POSTEL-VINAY O., Sapiens et le climat. Une histoire bien chahutée.


 POSTEL-VINAY O., Sapiens et le climat. Une histoire bien chahutée, La Cité, 2022.

Voici un ouvrage qu’on ne s’attend pas à trouver dans notre florilège. De fait, il ne s’agit pas au premier abord de théologie, mais plutôt d’histoire et de climatologie – voire d’écologie. Cependant, comme un train peut en cacher un autre, certains partis-pris et certaines leçons de l’auteur méritent d’être ici discutés et retenus.

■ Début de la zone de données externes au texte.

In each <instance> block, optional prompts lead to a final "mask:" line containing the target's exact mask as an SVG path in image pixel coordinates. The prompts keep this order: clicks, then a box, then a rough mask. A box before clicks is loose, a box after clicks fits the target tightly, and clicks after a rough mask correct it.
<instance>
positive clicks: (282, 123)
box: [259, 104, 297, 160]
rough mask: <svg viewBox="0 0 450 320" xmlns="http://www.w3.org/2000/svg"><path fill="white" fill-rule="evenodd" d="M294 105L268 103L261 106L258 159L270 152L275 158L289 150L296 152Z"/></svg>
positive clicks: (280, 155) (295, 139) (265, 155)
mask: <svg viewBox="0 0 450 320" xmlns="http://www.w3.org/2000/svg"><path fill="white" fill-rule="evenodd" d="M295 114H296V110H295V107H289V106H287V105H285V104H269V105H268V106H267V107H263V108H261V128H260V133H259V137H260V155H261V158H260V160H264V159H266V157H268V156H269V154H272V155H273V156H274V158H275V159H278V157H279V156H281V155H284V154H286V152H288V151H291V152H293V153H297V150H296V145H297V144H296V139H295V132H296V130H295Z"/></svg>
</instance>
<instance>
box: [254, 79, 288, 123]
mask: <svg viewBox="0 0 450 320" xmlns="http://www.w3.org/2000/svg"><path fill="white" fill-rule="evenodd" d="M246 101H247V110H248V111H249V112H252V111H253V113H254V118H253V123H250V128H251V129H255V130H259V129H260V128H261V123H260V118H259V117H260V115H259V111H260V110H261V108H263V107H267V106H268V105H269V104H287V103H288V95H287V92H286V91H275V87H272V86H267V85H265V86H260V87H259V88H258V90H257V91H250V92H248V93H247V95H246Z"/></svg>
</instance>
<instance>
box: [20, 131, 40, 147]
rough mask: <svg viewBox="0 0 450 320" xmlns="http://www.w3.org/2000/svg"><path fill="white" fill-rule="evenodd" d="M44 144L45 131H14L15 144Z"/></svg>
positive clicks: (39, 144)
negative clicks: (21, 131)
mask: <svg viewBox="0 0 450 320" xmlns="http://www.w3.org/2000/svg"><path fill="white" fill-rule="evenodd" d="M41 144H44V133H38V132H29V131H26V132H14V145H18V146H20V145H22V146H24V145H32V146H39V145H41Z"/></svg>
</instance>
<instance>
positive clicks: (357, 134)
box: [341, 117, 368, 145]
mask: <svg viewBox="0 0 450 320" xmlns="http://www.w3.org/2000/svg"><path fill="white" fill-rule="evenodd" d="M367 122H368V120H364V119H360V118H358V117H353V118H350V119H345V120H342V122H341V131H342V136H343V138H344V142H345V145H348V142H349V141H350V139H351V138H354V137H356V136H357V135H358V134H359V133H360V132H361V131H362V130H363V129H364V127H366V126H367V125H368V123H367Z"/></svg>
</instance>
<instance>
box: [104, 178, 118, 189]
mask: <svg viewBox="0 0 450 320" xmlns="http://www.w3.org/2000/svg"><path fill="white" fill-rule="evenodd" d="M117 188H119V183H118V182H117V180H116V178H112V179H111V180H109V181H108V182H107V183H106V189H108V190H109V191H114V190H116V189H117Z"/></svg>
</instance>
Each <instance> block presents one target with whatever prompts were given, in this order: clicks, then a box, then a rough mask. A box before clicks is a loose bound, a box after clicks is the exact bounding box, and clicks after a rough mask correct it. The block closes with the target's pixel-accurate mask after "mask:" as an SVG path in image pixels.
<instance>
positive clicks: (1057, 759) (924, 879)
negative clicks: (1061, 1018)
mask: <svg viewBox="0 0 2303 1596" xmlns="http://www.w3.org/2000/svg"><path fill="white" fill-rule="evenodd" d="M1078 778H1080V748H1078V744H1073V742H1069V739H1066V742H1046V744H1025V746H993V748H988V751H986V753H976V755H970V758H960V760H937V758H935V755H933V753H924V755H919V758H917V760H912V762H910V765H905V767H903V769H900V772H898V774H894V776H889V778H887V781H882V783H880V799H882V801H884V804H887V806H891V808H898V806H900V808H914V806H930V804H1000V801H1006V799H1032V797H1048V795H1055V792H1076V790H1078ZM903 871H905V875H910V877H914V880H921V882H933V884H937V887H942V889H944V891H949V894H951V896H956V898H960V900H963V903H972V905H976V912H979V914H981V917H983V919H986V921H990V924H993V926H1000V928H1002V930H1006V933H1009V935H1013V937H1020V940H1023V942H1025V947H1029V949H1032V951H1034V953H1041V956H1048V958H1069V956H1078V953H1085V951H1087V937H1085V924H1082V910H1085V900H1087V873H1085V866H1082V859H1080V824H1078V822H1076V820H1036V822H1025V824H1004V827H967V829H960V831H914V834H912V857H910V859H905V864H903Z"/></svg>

Écrit de manière plaisante, souvent drôle, ce livre se lit rapidement, comme pour se détendre. On y rit parfois de bon cœur, même quand l’auteur, quelque peu scientiste et anticlérical bon teint (ancien rédacteur en chef du magazine scientifique La Recherche), égratigne légèrement la sainte religion catholique et ses représentants. Mais ce n’est évidemment pas le propos de l’ouvrage, qui a une autre ambition.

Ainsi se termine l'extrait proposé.